Tried the jumper. No juice. Just clicking. Possibly because the jumper wasn't charged.
So, Plan B: I called the 1-880 number in the back of my mini. Not under warranty, but they'd be glad to call a tow company for me for $100.00
On to Plan C: I called Gary. He was glad to come out and bring his jump-starter (after all, it IS my birthday month), but he said it would take a while to get his pants on.
[I can hear you screaming the youthful plan in your head. Shhhhh.]

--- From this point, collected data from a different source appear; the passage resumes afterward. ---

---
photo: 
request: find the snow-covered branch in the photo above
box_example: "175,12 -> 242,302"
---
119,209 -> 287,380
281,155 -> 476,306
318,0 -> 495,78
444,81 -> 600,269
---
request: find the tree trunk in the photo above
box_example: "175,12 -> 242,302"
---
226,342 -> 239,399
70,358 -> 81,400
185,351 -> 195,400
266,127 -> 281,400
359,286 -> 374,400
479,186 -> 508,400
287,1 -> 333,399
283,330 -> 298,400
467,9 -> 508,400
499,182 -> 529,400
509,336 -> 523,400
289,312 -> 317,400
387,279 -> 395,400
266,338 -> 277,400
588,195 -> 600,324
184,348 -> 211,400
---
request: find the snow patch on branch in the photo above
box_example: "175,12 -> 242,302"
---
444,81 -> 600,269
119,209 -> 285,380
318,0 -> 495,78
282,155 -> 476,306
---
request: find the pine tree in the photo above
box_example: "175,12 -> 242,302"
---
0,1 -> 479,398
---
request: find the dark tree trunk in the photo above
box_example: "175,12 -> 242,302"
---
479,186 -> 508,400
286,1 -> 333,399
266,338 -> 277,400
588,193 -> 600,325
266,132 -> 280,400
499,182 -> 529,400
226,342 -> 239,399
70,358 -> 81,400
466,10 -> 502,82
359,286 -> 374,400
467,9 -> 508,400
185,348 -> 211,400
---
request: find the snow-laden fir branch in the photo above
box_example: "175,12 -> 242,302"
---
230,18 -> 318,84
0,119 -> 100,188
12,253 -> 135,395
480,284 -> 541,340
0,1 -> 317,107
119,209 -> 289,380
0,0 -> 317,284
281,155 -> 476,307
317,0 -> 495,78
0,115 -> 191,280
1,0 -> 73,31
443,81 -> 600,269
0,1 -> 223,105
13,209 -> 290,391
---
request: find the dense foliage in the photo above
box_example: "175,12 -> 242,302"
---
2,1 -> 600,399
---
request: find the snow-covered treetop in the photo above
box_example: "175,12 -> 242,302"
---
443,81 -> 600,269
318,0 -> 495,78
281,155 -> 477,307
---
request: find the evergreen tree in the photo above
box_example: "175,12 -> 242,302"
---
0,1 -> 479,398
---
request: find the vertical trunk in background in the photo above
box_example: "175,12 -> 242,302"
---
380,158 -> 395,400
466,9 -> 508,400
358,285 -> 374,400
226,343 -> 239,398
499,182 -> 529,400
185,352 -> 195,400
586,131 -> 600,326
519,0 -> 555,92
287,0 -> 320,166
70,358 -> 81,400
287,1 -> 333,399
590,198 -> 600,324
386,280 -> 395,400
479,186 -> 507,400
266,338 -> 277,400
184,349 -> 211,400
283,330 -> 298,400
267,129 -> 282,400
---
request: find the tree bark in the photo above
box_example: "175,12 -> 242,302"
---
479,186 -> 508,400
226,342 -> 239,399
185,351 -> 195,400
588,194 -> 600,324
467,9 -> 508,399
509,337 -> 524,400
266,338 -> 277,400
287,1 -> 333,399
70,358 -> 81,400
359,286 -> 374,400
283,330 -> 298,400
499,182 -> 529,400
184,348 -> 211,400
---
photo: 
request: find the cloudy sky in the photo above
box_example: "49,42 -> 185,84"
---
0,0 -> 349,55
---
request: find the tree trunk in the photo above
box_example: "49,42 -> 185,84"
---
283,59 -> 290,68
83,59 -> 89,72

Plan D: While waiting for Gary I called Friend #3, Marcia, yards away in her condo. She came out and offered to drive me somewhere. I guess she could have jumped it? She has a Prius, and I didn't want my Mini to assimilate with her hybrid SpaceBorgwagon.
Gary eventually came over, the tow man was called, we went back into Marcia's condo, tow man came.
[Here we go. If you thought of this, you are young.]
TOW MAN POPPED THE CLUTCH.
[I KNOW! HOW OLD ARE WE?]
Gary and I saw him do it, and we both simultaneously groaned and slapped our heads.
(It sounded like this: "rollllllll...Vroommm! GroannnnSLAP!")
Never crossed my mind. In my youth, I could pop a clutch like a demon. I popped clutches all the time. Never in reverse, like this guy did, but I didn't even consider pushing it with my foot into a downward slant.
Tow man was nice. He only charged us for the service call, since he technically didn't even try to jump our car, then he suggested to Gary that we just drive the car to Sears and install a new battery on our own. HAHAHAHAhhahaa. We were so ashamed we just waved him off. "No no no. We are so senile we've forgotten about clutch-popping." Clutch-pooping, that's more like our lives now.
Anyway, I really want someone at work with a manual transmission to kill their battery so I can pop their clutch, in reverse, all-cool and young-like. I might start disabling cars in the parking lot, opening doors and leaving their lights on.